Labour warns imminent decision on Green Deal’s Energy Company Obligation could spell bad news for low-carbon incentives
It’s claimed this could have major implications for the UK’s wider low-carbon energy policy.
Under the planned Green Deal scheme, which is due to come into effect from next autumn, energy firms have to pay into an Energy Company Obligation (ECO) that is designed to ensure households that are hard to treat or face fuel poverty receive additional funding to cover energy efficiency improvements.
As energy companies are likely to pass the cost of this ECO on to customers in the form of higher prices, the ONS is being asked to decide whether it qualifies as “non-discretionary spending” and should therefore be managed in the same way as the existing feed-in-tariff (FIT), renewables obligation (RO) and warm home discount (WH) schemes – all of which have to comply with a spending cap imposed by the Treasury.
Shadow climate change minister Luciana Berger warned the ONS decision could leave each of the government schemes short-changed.
“If the ONS deems it to be non-discretionary spending, then DECC [the Department of Energy and Climate Change] is going to have to convince the Treasury to raise the cap, or else find a way to divide the money between the ECO, FIT, WHD and the RO,” she said. “It is a really important decision for the future of all these schemes.
“The government has guaranteed that the ECO will provide funding of £1-2bn every year to support the Green Deal. It must keep that promise or the Green Deal will do nothing to tackle fuel poverty and could fail before it evens gets off the ground.”
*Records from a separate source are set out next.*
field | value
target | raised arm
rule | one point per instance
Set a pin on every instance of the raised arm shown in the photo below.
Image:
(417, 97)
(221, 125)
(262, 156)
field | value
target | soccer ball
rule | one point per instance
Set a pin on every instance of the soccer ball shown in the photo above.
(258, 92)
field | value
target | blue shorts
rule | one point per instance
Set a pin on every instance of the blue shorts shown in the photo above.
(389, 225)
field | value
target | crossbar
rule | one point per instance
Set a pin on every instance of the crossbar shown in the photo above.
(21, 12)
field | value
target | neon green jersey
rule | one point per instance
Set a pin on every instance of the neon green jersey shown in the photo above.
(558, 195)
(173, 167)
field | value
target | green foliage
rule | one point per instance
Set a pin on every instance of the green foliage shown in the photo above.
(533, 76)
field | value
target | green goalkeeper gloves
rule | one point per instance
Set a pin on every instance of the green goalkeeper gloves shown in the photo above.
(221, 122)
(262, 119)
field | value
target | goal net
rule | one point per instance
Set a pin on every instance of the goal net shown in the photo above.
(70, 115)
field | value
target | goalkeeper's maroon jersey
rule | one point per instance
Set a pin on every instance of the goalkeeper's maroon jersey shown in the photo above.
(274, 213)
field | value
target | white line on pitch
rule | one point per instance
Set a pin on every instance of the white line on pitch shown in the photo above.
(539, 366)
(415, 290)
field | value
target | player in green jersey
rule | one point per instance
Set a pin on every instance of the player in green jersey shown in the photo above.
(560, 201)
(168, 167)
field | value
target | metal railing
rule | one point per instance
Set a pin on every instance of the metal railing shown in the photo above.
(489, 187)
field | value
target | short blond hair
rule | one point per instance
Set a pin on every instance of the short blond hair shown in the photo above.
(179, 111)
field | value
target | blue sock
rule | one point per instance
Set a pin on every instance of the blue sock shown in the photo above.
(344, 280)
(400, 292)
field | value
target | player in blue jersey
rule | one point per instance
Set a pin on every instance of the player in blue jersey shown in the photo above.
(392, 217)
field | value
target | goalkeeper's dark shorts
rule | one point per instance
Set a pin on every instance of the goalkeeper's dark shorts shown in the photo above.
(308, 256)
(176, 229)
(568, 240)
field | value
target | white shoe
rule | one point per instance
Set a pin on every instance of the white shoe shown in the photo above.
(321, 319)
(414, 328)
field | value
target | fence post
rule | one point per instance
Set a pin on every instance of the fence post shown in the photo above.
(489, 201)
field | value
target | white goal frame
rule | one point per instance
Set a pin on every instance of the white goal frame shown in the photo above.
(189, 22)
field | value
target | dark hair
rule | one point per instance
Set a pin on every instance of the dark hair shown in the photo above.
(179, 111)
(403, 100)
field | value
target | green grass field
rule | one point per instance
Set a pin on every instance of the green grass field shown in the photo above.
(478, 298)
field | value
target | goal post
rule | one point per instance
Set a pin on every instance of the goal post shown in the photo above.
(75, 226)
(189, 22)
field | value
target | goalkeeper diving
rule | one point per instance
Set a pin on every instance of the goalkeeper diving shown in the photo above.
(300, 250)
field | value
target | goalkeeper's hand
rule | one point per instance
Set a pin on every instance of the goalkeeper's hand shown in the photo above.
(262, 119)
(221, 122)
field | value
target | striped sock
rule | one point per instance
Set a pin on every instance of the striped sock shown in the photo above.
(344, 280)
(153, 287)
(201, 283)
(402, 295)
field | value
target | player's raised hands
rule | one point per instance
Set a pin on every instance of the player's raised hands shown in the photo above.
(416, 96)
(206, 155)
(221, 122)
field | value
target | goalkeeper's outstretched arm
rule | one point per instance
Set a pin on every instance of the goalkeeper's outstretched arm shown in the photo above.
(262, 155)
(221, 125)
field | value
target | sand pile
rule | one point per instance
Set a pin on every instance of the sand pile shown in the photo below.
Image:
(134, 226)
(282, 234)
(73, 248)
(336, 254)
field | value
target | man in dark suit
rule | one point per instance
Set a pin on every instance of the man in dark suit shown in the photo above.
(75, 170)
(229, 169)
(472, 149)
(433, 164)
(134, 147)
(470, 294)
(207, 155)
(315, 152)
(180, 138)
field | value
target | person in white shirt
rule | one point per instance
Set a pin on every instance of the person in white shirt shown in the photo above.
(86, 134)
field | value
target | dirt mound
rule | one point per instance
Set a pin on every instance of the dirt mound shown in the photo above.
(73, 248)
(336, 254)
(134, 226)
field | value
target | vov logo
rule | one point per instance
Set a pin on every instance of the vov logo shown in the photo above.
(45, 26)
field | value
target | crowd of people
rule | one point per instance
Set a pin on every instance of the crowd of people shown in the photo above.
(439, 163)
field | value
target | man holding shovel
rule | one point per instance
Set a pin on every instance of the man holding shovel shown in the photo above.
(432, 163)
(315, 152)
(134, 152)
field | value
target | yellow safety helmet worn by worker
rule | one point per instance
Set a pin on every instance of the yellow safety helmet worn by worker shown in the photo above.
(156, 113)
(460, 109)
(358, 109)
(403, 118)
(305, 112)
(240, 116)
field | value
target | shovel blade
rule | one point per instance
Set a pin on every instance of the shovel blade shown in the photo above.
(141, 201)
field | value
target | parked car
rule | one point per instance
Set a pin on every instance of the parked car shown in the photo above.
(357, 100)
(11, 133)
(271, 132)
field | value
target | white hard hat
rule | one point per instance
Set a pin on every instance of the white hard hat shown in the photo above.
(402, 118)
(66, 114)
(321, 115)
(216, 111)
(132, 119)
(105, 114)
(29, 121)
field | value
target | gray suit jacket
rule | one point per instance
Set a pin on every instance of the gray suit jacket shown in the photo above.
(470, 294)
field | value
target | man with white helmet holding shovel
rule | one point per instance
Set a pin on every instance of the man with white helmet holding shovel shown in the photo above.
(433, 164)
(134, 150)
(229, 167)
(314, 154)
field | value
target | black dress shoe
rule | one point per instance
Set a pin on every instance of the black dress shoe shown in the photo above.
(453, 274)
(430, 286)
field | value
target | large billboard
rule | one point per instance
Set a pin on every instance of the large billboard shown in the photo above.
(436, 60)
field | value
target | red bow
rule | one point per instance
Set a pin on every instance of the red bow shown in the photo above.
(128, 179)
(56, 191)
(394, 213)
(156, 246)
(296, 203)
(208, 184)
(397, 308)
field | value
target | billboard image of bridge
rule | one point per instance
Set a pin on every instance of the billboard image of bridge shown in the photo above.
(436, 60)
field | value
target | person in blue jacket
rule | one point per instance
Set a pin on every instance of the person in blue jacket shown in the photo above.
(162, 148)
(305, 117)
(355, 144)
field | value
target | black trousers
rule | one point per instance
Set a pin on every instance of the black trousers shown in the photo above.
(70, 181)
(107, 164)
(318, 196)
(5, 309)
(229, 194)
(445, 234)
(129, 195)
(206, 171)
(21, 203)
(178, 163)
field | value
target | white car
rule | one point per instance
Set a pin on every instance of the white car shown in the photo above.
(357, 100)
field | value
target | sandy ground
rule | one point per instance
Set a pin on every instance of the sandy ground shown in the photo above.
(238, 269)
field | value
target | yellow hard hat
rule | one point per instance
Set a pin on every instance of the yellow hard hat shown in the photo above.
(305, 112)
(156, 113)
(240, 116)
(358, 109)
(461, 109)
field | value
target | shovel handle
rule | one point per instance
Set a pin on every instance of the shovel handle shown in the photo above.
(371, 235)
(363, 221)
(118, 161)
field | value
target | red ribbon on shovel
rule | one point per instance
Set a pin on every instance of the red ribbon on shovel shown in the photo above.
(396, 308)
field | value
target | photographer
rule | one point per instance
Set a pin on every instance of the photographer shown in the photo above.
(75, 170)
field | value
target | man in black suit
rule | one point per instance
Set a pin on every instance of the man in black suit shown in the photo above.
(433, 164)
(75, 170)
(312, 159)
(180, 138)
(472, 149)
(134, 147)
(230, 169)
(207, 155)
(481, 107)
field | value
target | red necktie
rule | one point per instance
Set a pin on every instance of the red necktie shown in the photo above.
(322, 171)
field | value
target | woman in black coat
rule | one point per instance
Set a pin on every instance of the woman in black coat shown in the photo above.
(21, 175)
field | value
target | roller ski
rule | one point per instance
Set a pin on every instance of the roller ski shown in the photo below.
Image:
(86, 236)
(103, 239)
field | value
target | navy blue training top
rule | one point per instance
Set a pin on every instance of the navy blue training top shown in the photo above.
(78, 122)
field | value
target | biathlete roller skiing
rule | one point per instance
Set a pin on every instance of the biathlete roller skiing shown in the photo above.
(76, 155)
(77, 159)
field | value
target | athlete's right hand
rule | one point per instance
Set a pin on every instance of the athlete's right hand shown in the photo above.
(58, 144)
David Frise, HVCA head of sustainability, said: “The big problem is the uncertainty this speculation creates,” said David Frise, Head of Sustainability at the HVCA. “Change or the threat of change is bad news because it puts investors off and harms the market. “There is damaging speculation about further possible cuts to the Feed-in Tariffs; we had an embarrassing delay over the Renewable Heat Incentive – we can’t afford any more changes. Investors need to be confident that whatever the Government puts in place will still be there in a year’s time – at least.”
DECC confirmed it would be up to the ONS to determine how the ECO scheme would be classified, but refused to be drawn on the potential funding implications of it being included under the Treasury spending cap.
One renewable energy insider said it was highly likely the ONS would classify the ECO as levy funded expenditure, and as such it would probably end up being subject to a spending cap.
But he expressed confidence the government would approve additional expenditure to support the ECO.
“These schemes [the FIT, RO and ECO] were in the coalition agreement and ministers knew they were coming when they were working on spending settlements,” he said. “I can’t see them shoehorning in another scheme that will need supporting without raising the cap.”
However, the opposition is warning there are no guarantees the Treasury will raise the cap, noting that Treasury documents suggest DECC will have to identify savings if it is likely to exceed the cap, as has been the case with the controversial decision to cut feed-in-tariff support for large solar projects.
The Treasury control framework states: “Where spend exceeds or is projected to exceed the range of acceptable headroom, DECC will rapidly agree with the Treasury a plan for bringing spending back down to the agreed profile. This plan will set out the adjustments that DECC proposes to make to its policies to reduce its spend and the impact by year of taking action.”